Friday, November 22, 2024
spot_img
HomeOpiniMendamaikan Diri dengan Gaya Hidup Minimalis

Mendamaikan Diri dengan Gaya Hidup Minimalis

Gaya hidup minimalis sebagai satu pilihan dalam menjalani kehidupan dengan memiliki barang sesedikit mungkin sesuai kebutuhan, kini sedang menjadi tren, terutama di Jepang dan Amerika. Meski bukan suatu hal yang baru, tapi konsep, yang membebaskan diri dari godaan materi yang tak kunjung habis, sebenarnya telah ada dari zaman dahulu. Bahkan, banyak figur publik masa lampau telah mempraktikkannya sepanjang mereka hidup, termasuk junjungan umat Islam, Nabi Muhammad SAW.

Hidup sederhana yang dicontohkan Rasulullah dulu menegaskan bahwa kekayaan bukanlah untuk berfoya-foya, tapi untuk umat lewat jalan perjuangan dakwah. Syahdan, Sayyidina Umar ketika masuk ke rumah Nabi bahkan pernah menangis tersedu-sedu karena melihat begitu lengang dan sederhananya rumah Nabi. Tempat tidur beliau tidak terbuat dari permadani, tapi dari tikar biasa yang seolah tidak layak bagi seorang pemimpin Madinah saat itu sekaligus Nabi dari umat Islam.

Melihat apa yang dimiliki Nabi Muhammad, Sayyidina Umar pun tertegun heran: bagaimana bisa seorang pemimpin umat yang sangat disegani, tidur hanya beralaskan tikar? Melihat keterkejutan Umar, Nabi dengan tenangnya menjawab, “bukankah hanya ini kebutuhan manusia di dunia ini?”

Jawaban singkat Rasul lantas membuat Umar malu. Ternyata beliau betul-betul melihat dunia hanya sebagai persinggahan untuk mengumpulkan bekal sebanyak-banyaknya sebelum meninggal. Tak heran, apa yang beliau dan keluarganya miliki hanyalah barang-barang yang memang mereka butuhkan, bukan benda-benda mahal untuk dipamerkan. Beliau fokus melihat esensi, bukan aksesori.

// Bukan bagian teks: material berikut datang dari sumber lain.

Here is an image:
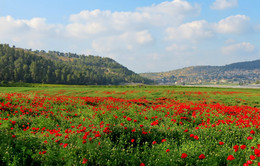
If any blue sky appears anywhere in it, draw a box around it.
[0,0,260,73]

Tak hanya Islam yang menitikberatkan gaya hidup minimalis dalam ajarannya. Dalam agama Buddha misalnya, anjuran untuk cenderung menghindari kepemilikan materi, telah diimplementasikan selama ribuan tahun. Namun, praktik itu tidak menjadi arus utama hingga abad ke-20, ketika para penulis, fotografer, dan seniman menganut gagasan tersebut. Menurut New York Times, gerakan minimalis secara massal dan mengglobal dimulai di dunia seni.

Konon, seperti halnya semua gerakan, minimalis telah berubah dari waktu ke waktu, tetapi berkat Marie Kondo dan munculnya rumah- rumah mungil, praktik ini mulai bangkit kembali. Orang-orang di di seluruh dunia menyadari bahwa memiliki lebih sedikit barang justru membuat mereka menyadari makna hidup yang lebih dalam.

Setelah diteliti, ternyata banyak sekali keuntungan yang kita dapat jika mampu menerapkan hidup minimalis secara konsisten. Lebih sedikit barang yang kita miliki, berarti potensi berantakan di rumah akan semakin kecil. Dengan kata lain kita dapat menghindari kekacauan yang suatu waktu akan muncul. Hal itu berarti akan lebih sedikit juga waktu yang dihabiskan untuk membersihkan atau mengatur barang-barang.

Bila dikaitkan dengan hubungan personal keluarga, kita nanti akan punya lebih banyak waktu dalam sehari untuk keluarga dan teman. Minimalisme juga memungkinkan kita untuk fokus pada prioritas kita. Sebuah studi pada tahun 2009 oleh Darby Saxbe dan Rena Repetti menemukan bahwa kekacauan domestik sebenarnya bisa memicu peningkatan level kortisol— alias hormon stres.

Oleh karenanya, memiliki barang-barang sesuai dengan kebutuhan akan turut membantu membebaskan pikiran kita dari hal remeh temeh yang bisa saja membuat kita pusing tujuh keliling. Tak hanya itu, mempertahankan lingkungan yang bebas dari kekacauan, akan membantu kita untuk meningkatkan fokus dan produktivitas.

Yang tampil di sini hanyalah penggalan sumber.